Get a plan, Stan…just set yourself free!

Get a plan, Stan…just set yourself free!

 50 Ways to Leave Your Lover by Paul Simon

The song refers to breaking up with an unwanted girlfriend (which by the way happens a lot around Valentine’s day), but we think it can easily apply to our financial patterns that just aren’t getting us to where we want to be.

FEBRUARY CHALLENGE:  “Taking Stock” Part 2

In our last blog, we suggested tracking Key Indicators that will tell you how you are progressing and what the issues are that you need to address. Two consistent issues we see are debt ratios that are too high and liquid reserves that are too low. These two are interrelated. Why? Because if you had the reserves, you wouldn’t use as much credit. Right?

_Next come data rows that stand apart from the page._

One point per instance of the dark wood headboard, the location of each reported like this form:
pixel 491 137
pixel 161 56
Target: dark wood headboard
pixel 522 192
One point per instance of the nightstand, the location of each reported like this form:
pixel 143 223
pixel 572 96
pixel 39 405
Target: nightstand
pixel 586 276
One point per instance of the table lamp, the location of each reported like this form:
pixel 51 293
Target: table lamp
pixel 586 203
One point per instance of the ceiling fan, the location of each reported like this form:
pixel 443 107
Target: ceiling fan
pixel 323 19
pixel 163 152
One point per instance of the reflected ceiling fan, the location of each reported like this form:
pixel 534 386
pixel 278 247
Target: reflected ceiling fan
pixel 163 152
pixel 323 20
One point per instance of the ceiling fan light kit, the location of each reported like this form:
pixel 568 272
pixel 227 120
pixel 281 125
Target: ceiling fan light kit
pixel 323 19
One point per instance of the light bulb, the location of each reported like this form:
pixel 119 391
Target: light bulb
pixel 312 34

It’s a circle!  So let’s talk about making plans to get yourself free. (If you have enough reserves and a debt free plan, you don’t need to read any further!  You can start working on how you are going to make sure you are putting your money towards the goals you want to achieve this year.)

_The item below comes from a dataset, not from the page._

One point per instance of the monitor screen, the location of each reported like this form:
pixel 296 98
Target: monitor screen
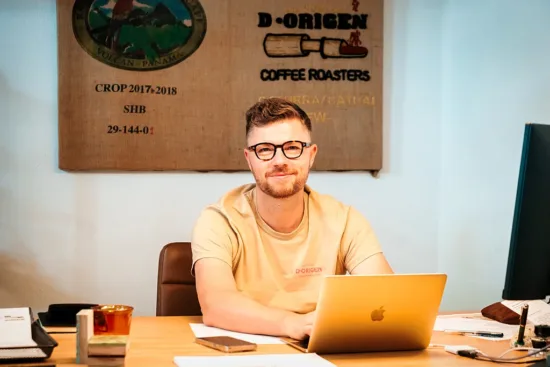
pixel 528 268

The liquid reserves are frequently called emergency funds.  We like to call them the “Curveball” account and combine both money for emergencies and money for those expenses that we know will come, but aren’t included in the routine monthly spending, a.k.a. variable expenses.  These include things like birthday and holiday gifts, car repairs, new tires, medical co-pays and deductibles, car registration renewals, annual memberships, wedding gifts, home repairs, back to school expenses, clothes…we could go on and on just like the expenses!  If you aren’t projecting these expenses out and saving monthly for them, two things happen. First, you see money in your account and say “Yea, I don’t feel like cooking…let’s eat out!” and/or say “I can afford that new tool that’s on sale!”  You quickly forget that you need tires next month. The second thing that happens is that next month comes and you don’t have all the money for the tires, so the whole balance goes on a credit card.  Now, the price of the tool or dinner is way more than any discount you got, because until you have paid off all the debt from prior charges, the interest on this debt will accumulate.  That $60 dinner could end up costing $200 by the time you get around to paying it off.

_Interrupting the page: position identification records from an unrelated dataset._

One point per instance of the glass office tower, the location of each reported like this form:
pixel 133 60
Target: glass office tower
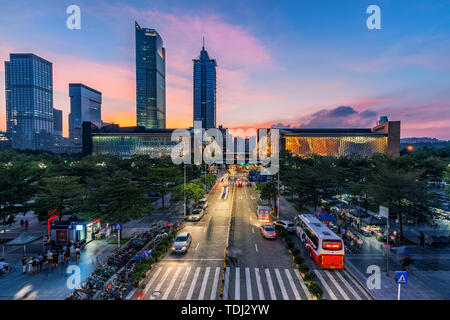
pixel 150 79
pixel 29 101
pixel 205 90
pixel 85 105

So, here are some steps to getting free:

  1.  Project variable expenses:  If you are using Mint or another tool, you may be able to look up what you spent last year in different categories and start there.  For home repairs, research shows about 1-2% of the value each year should be set aside. (Sometimes there will be nothing one year. but then the next…whammy! The furnace/dishwasher/garage door/etc. goes out.)
  2. Divide the total by 12, add some extra to start building the emergency fund for the REALLY big curve balls (job loss, serious medical problems, legal problem, house burning down, etc.)
  3. Set up an automatic transfer from your checking to the Curveball account.
  4. Pre-fund the Curveball account with what you can. The goal is to get the emergency part up to at least 3 months of expenses.  Get a tax refund or bonus? Put some towards paying down debt and and some here.
  5. When you have one of these expenses, go to this account for the money.  Murphy’s law says the first month you’ll have an expense that is bigger than what you put in. Just keep doing it, eventually you’ll get ahead of the game.  If you can’t cover it all here and have to use credit, ONLY charge the balance, not the full amount.  Honest, the car repair place will take part check and part credit.  If you really can’t do that, then immediately take the money from the Curveball account and add that to your debt payment. (There’s more than one way to play this game!)
  6. Get a debt restructure plan, if you don’t have one already.  There are some best practices to paying off debt that can speed up your debt free date, and we can help!

Finally, if you find yourself wanting to raid or short change that Curveball account, chant this mantra:
I’m going to continue to S.A.V.E. because…
S = I’ll be Safe no matter what ‘cause I’ll be able to pay all my bills!
A = My Auto will continue to run!
V = I’ll get a Vacation, yay!
E = Is for Everything Else I forgot to put in my budget! I’ll be able to pay it without building debt!

Okay, Stan. Now you’ve got a plan to get yourself free!